Past Examples That Worked: The shows that successfully picked up where they left off include “The X-Files,” “Arrested Development” (even hopping networks from Fox to Netflix), “Stargate SG-1” (picking up a year after the events in the film) “Degrassi: Next Generation” and “Degrassi: Next Class,” the always groovy “Ash vs. Evil Dead” and the prequel series “Wet Hot American Summer: First Day of Camp.” Other examples include “90210,” “Girl Meets World” and “Fuller House,” the latter of which not only ushered in a new generation of Tanners, but also used a gender flip on the old formula of three pals struggling to parent an entire household. “Dragnet” was an early example, as the police series initially ran for eight years (between 1951 and 1959) before returning with a new, color version between 1967 and 1970. Jack Webb starred in both as Sgt.
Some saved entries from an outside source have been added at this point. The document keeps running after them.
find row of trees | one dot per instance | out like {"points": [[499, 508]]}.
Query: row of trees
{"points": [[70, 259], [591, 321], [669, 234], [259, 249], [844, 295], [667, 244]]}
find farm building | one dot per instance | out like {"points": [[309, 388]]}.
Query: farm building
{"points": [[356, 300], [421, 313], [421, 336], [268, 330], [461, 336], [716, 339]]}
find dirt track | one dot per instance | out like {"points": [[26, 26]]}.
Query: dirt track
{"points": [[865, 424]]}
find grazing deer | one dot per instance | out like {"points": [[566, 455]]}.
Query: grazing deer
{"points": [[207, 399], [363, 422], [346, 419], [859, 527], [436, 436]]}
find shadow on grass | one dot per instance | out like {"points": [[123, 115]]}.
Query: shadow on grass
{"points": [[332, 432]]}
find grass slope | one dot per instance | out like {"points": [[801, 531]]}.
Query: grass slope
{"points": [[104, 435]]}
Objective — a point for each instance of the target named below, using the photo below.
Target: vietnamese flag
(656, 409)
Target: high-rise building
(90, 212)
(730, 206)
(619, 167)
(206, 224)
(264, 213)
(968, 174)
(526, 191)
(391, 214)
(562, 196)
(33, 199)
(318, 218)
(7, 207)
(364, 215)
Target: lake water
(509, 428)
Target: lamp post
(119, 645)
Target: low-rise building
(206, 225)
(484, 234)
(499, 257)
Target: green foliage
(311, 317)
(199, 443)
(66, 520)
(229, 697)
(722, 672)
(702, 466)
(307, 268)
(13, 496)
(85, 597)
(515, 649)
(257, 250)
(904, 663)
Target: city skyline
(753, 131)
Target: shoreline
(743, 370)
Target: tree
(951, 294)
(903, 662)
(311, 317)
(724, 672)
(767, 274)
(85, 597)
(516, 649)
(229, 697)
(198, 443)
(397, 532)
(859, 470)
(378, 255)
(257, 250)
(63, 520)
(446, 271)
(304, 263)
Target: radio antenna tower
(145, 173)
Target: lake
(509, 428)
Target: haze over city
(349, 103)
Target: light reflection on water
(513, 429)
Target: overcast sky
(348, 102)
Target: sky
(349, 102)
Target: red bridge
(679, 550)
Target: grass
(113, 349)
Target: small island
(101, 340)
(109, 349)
Joe Friday.
What’s Coming This Fall: In late November, “Gilmore Girls: A Year in the Life” (Netflix) brings us back to Stars Hollow to see what Rory, Lorelai and the rest of the gang are up to now. In midseason, keep an eye out for “Prison Break” (F0x), David Lynch’s “Twin Peaks” sequel (Showtime), “Star Trek: Discovery” (CBS All Access) and “Taken” (NBC), which picks up where the first film stops. Over on Fox, “24: Legacy” is set in the same universe as the Kiefer Sutherland series, but doesn’t actually feature any returning characters (except hints of Chloe’s possible return).
How New Shows Can Succeed: Continuity with the characters is key, and that includes keeping the same actors and even writers who can re-create the appropriate voices and tone from the original series. Also, when bringing in the new generation, it’s important that they are not only connected to the older characters somehow (through blood, profession, location, etc) but that they are simultaneously relevant to the current viewers.